Every time you go climbing, new problems appear on the walls of your gym. These creations are the work of route setters, who must find ways to challenge you without putting you at risk. A brief conversation with Fred Charron, who has been setting problems for 20 years.
In the early 2000s, in many commercial gyms, climbers would bolt holds onto the walls in exchange for a monthly pass. In other words, almost anyone could grab a drill and put holds on a wall to create a “problem.” The result? Routes that were sometimes strange or even dangerous, holds that were occasionally painful and not always properly secured. In short, not necessarily an inviting experience for everyone.

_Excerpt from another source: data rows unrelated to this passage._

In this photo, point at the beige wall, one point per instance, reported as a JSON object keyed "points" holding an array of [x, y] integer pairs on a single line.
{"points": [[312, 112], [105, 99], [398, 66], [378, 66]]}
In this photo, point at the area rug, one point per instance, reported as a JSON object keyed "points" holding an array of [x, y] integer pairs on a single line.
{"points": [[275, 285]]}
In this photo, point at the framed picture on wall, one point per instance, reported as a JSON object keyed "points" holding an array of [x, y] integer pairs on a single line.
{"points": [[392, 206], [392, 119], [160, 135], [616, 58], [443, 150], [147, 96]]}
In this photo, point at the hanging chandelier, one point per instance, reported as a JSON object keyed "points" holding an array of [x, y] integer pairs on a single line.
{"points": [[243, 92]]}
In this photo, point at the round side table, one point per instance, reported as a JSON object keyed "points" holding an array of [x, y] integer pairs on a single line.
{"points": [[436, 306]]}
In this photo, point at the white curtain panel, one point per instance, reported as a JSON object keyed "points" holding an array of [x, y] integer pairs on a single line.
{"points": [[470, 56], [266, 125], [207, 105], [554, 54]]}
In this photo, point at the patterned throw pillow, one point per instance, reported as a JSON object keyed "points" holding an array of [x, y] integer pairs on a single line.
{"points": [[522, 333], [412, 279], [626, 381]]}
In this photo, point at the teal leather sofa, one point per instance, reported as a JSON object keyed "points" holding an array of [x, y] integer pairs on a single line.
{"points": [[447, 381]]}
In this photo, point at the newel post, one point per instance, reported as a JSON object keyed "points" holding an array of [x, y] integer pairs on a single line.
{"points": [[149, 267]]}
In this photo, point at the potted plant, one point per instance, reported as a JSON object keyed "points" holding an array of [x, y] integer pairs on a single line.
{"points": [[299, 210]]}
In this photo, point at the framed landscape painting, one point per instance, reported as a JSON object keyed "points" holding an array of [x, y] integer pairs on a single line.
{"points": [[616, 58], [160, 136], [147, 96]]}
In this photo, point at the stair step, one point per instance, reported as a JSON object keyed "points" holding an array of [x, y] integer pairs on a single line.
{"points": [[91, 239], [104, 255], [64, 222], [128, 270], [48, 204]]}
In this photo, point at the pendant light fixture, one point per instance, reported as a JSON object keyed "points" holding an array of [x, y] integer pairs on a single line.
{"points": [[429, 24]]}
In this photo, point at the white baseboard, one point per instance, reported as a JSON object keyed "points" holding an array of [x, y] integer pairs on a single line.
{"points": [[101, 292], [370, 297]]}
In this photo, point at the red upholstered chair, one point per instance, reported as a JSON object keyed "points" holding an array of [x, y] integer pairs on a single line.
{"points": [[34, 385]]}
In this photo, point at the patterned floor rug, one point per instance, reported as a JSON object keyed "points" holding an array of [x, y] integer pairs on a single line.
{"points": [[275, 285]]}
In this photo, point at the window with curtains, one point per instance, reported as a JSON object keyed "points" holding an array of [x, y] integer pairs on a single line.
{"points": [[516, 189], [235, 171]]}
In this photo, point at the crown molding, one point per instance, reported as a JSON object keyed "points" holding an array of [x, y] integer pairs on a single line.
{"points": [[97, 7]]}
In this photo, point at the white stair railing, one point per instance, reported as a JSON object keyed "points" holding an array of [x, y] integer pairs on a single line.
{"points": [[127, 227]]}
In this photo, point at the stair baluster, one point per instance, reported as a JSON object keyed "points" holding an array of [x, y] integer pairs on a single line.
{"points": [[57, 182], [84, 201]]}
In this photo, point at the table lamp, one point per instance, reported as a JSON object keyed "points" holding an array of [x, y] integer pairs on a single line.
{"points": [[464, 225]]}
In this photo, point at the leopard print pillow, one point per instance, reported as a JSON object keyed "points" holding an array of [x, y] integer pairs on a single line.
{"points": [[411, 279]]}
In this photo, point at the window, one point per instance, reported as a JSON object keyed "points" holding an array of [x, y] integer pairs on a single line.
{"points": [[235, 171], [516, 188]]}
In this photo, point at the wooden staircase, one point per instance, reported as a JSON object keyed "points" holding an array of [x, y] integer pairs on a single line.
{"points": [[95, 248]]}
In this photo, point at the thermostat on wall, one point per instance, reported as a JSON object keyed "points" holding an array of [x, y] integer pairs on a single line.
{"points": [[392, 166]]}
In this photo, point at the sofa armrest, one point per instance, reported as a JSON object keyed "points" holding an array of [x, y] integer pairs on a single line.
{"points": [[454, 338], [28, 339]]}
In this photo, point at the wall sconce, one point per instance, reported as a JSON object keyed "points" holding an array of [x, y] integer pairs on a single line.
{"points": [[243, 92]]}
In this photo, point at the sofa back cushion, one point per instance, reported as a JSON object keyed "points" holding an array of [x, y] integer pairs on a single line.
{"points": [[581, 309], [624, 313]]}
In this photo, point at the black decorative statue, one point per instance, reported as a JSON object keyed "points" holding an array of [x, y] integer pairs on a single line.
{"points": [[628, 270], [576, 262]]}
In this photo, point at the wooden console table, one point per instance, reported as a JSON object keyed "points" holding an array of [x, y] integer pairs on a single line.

Today, things have changed dramatically. There are now formal training programs for route setters, the practice has become professionalized, and teamwork plays a key role in ensuring that movements are interesting and varied.
Fred has spent the past two decades screwing holds on and off, testing, adjusting, and above all, observing how the craft has evolved.
“In the beginning, we mostly worked with what we had,” Fred recalls. Fewer volumes. Less variety in holds. The walls themselves were simpler. Route setting was closely tied to raw performance, and setters learned on the job, without structured training. Problems were built around positive holds and direct movement and certainly not coordination moves.
One thing that has truly changed, Fred Charron notes, is the standard in terms of quality and expectations for problems, both in competitions and in commercial gyms.
“We’re still trying to standardize things to remove subjectivity from the process,” explains the veteran route setter.
There are now formal courses, stricter safety standards, and full-time setting teams. Gyms invest in the quality of route setting because they know it is at the heart of the climbing experience.
Setting as a team, with more complete and experienced crews, makes it easier to determine the direction a set should take.
Problems are designed with climbers in mind. Each grade must be challenging enough without being dangerous. “We think about the target audience for each difficulty level, what they’re capable of doing, and what they should be learning to do,” says Fred.
He also uses the RIC scale (Risk, Intensity, Complexity, developed by Tonde Katiyo and Jacky Godoffe) when designing problems. Boulders (or routes) are no longer just about holding onto grips. Are the movements complex to execute? Are there sections that feel intimidating?
Route setters draw inspiration from many sources : social media, competition circuits, and beyond. Fred, for his part, enjoys letting problems evolve directly on the wall. “I like to propose an experience. I usually have a movement in mind,” he says before building something, a process that allows for something more organic and avoids forcing unnatural sequences.
A good set should offer variety: strength, technique, coordination, route reading. It should also allow different body types to find their own solutions.
Don’t like slabs? Fred doesn’t either. “But as a route setter, I have to learn to love slabs,” he says, “because they’re part of climbing.”
Competition
The problems competitors face are both different from and similar to what you find in your gym each week. The difference, according to Fred, is that competitive climbers will generally encounter boulders that are more intense or more complex.
Well-designed problems help separate competitors in an event. Setters therefore already have a strong sense of what athletes are capable of before a competition begins.
Looking ahead, route setting will likely continue to evolve alongside the sport itself. More diversity in styles. Greater integration between training and setting. Increased attention to injury prevention.
But one thing will always remain: the desire to create a small emotional moment when someone tops a problem. That little shout at the top of a boulder. The smile on the way back down.